Everybody knows you have to convert gold or crypto into fiat when you want to use it. There are a few exceptions in tiny parts of the world. That is what I’m talking about. Trying to use stocks, bonds, and commodities in this way is so tricky you can’t consider them money.
It is true that you can’t spend gold or crypto, with rare exceptions, and that you can sell either one and thus have more money. Which you can spend.
So except for a confusing usage of conversion, your statement is correct.
In other words, neither good serves as money today, though gold did in the past and could in the future, and some cryptocurrency could in the future even though none has so far.
The semantic confusion:
By referring to an exchange of either good for money as conversion, you suggest (in ordinary English) that it is money. We commonly speak of converting US Dollars–a money–to Euros–another money.
It is important to correct this imprecise language (or “avoid this metaphor”, if you prefer) in this case because so many people think incorrectly that gold or especially crypto-currency really is “money” or “currency” in the usual sense.
I have finally figured this out. You are always talking from a theoretical, blackboard, book type of conversation about these things and I never am. None of the people I follow talk like that unless there is a real purpose in it. The Misies guys never talk like that, unless there is an actual reason.
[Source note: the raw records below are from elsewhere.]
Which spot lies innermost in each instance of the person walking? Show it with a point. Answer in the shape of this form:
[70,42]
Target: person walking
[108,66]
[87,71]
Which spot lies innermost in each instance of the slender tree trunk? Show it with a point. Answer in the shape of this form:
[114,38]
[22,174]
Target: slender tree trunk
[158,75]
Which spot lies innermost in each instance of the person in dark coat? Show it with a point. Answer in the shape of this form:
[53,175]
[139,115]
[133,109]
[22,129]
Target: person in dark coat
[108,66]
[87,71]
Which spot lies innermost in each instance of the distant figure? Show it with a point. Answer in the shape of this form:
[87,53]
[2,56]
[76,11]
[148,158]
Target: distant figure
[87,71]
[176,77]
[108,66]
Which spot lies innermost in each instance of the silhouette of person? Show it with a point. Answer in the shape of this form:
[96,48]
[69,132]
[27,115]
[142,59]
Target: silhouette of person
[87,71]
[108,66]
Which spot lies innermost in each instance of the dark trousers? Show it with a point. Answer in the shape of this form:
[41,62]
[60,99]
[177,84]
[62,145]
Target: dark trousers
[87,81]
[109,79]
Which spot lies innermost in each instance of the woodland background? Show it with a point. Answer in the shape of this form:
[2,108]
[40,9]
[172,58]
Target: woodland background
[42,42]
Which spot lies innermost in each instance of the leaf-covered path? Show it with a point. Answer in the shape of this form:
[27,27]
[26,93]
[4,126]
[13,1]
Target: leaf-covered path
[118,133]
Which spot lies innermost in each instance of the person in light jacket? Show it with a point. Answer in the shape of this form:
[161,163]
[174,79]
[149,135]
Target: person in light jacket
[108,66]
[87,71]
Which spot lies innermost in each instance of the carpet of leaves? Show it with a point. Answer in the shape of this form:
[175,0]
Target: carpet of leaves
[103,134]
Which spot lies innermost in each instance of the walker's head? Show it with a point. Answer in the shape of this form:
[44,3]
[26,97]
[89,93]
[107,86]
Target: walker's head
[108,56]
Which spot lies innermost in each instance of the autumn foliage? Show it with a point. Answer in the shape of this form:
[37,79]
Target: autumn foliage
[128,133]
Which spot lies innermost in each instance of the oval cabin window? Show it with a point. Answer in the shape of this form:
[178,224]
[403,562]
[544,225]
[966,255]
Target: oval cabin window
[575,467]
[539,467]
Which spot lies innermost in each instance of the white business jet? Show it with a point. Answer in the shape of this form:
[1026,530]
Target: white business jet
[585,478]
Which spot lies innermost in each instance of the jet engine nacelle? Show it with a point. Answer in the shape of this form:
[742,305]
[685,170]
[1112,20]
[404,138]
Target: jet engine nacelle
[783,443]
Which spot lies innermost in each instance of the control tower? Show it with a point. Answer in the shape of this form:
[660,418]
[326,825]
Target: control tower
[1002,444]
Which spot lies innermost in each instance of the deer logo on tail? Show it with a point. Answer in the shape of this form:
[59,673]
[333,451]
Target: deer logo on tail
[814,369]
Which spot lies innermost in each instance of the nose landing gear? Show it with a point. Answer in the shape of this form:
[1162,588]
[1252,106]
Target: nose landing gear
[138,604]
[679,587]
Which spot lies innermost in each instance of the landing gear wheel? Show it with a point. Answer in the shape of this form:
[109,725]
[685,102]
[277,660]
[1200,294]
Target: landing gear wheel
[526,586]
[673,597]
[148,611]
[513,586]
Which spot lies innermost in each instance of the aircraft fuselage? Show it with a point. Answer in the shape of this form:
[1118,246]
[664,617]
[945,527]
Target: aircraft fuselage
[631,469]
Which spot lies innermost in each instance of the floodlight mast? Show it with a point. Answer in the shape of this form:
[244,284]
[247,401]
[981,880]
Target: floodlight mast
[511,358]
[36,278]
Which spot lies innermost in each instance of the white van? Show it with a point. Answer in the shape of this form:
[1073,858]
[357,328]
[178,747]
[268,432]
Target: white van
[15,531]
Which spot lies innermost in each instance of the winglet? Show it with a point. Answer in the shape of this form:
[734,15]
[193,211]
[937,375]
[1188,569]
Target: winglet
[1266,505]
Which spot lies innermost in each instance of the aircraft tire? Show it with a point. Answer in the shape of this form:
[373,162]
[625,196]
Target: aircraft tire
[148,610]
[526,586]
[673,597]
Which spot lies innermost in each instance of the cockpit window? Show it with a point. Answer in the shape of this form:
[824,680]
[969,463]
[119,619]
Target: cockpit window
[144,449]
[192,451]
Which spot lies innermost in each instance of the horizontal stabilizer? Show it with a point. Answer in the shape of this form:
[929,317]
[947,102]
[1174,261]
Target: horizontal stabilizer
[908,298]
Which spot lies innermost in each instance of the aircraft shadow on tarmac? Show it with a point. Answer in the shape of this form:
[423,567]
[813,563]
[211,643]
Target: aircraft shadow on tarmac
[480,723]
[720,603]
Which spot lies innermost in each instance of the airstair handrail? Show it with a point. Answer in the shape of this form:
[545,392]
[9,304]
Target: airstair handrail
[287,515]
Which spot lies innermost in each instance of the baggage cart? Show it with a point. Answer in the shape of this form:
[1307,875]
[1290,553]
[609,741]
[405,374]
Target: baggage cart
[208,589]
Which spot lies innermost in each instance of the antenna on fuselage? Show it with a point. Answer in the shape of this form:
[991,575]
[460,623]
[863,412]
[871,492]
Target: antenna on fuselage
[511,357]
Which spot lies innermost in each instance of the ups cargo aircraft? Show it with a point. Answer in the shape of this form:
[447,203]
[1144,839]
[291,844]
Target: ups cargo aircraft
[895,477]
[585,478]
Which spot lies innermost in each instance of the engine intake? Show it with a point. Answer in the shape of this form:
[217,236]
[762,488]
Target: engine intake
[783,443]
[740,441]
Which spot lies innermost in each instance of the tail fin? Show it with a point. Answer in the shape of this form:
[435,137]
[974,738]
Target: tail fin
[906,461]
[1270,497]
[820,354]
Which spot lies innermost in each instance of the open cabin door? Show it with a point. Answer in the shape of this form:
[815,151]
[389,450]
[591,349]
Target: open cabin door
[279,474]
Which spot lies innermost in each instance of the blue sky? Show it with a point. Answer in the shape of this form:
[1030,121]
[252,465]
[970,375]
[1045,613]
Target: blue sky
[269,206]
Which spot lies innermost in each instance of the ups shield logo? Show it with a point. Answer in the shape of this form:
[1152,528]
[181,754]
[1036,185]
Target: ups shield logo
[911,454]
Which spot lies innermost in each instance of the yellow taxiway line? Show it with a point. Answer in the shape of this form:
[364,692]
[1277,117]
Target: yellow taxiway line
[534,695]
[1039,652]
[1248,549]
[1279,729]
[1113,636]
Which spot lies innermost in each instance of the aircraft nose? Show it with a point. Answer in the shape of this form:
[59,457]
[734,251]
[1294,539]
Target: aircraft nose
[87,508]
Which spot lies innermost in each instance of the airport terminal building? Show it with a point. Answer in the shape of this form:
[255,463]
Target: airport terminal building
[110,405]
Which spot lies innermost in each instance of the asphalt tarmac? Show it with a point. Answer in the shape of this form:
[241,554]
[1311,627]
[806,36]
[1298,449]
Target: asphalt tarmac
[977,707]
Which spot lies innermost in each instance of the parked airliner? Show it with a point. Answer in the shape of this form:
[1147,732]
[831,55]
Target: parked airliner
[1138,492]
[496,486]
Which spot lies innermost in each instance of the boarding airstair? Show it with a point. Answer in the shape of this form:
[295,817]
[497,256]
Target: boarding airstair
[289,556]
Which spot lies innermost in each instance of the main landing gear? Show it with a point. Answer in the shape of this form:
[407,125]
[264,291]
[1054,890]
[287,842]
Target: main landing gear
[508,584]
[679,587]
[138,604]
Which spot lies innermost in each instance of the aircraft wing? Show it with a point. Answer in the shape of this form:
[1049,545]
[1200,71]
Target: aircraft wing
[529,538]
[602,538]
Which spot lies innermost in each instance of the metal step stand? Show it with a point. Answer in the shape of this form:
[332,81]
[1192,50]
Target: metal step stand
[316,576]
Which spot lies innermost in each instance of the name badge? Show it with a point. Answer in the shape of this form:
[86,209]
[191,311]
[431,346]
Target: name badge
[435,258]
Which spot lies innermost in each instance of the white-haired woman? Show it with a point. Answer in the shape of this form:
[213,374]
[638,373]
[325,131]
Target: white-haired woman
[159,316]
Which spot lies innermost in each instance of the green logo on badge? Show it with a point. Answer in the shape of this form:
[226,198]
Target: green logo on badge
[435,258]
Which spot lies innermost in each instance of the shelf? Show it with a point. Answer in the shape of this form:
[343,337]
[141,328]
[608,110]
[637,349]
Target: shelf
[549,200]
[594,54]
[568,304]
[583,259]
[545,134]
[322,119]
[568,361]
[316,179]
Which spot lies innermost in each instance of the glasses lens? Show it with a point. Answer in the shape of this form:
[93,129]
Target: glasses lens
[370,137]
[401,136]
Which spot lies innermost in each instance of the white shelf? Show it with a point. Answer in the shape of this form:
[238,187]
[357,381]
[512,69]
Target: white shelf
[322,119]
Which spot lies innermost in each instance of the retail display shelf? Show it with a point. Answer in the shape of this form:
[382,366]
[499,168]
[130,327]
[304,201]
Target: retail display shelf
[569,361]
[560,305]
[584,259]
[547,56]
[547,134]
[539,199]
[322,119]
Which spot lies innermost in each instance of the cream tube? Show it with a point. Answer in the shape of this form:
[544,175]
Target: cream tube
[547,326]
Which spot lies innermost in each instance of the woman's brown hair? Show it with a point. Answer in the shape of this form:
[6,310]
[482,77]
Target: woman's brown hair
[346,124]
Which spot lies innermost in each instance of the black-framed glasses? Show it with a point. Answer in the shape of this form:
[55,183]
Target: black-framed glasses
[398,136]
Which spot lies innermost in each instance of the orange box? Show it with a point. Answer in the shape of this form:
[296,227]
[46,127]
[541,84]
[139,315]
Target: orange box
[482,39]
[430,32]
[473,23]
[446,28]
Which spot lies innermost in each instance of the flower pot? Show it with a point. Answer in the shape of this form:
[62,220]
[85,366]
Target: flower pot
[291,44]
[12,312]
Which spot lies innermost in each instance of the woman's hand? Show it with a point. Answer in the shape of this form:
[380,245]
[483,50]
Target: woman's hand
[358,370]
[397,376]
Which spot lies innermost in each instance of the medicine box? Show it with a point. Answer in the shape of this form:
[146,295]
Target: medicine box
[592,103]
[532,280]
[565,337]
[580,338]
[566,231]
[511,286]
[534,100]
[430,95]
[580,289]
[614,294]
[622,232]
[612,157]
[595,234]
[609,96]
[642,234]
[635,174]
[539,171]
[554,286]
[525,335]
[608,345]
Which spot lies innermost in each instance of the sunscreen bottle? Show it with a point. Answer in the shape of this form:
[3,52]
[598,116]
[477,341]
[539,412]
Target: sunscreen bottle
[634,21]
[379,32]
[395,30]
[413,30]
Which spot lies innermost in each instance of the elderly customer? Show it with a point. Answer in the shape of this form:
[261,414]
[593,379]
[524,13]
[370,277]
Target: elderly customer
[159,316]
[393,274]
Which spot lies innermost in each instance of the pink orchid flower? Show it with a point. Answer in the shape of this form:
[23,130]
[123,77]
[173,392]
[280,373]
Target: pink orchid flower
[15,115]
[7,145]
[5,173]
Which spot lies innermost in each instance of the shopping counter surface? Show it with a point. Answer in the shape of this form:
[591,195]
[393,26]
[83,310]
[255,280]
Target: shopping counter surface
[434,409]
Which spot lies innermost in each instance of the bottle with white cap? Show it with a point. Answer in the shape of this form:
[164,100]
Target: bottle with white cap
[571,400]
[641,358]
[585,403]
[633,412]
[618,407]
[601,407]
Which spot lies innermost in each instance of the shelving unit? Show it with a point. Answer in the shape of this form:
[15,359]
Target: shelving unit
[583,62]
If you want to get theoretical about what we are actually doing here, here it is. Unless you are totally destitute, a person is forced into something called the investment frontier. We are talking about what to do about the cash end of that, particularly in an era with suppressed interest rates and a criminal government- financial system.
In my last reply, I wrote
Your response was this:
Regardless of what you may have meant by that Comment (if anything) and regardless of whether it’s true (assuming that you meant anything) do you agree with my Comment?
You are the only person that puts this extra layer on these conversations. If you think it’s constructive, have at it.
Rufus,
You don’t realize it, but every time you write about economics you are promoting your theories.
It is not a bad thing to theorize, either! On Ricochet when you and others share their theories, others read them apply their own theoretical and critical thinking skills to them, and then respond, everyone comes out a winner.
There is a bigger benefit if we disagree initially, and there is a debate that leads to a winning result: both agree at the end about which answer to the question is true and which is false or meaningless.
But even in the worst case, where you present one of your theories about, say, Fed money creation, and I merely say I have thought critically about it and think your theory is right, we both experience a small benefit from the Conversation.
You aren’t judicious and selective enough about it in my opinion. Also your delivery is like a cross between F. Lee Bailey and philosophy professor quote-bashing Human Action to the guy on the stand. It makes the jury’s eyes glaze over.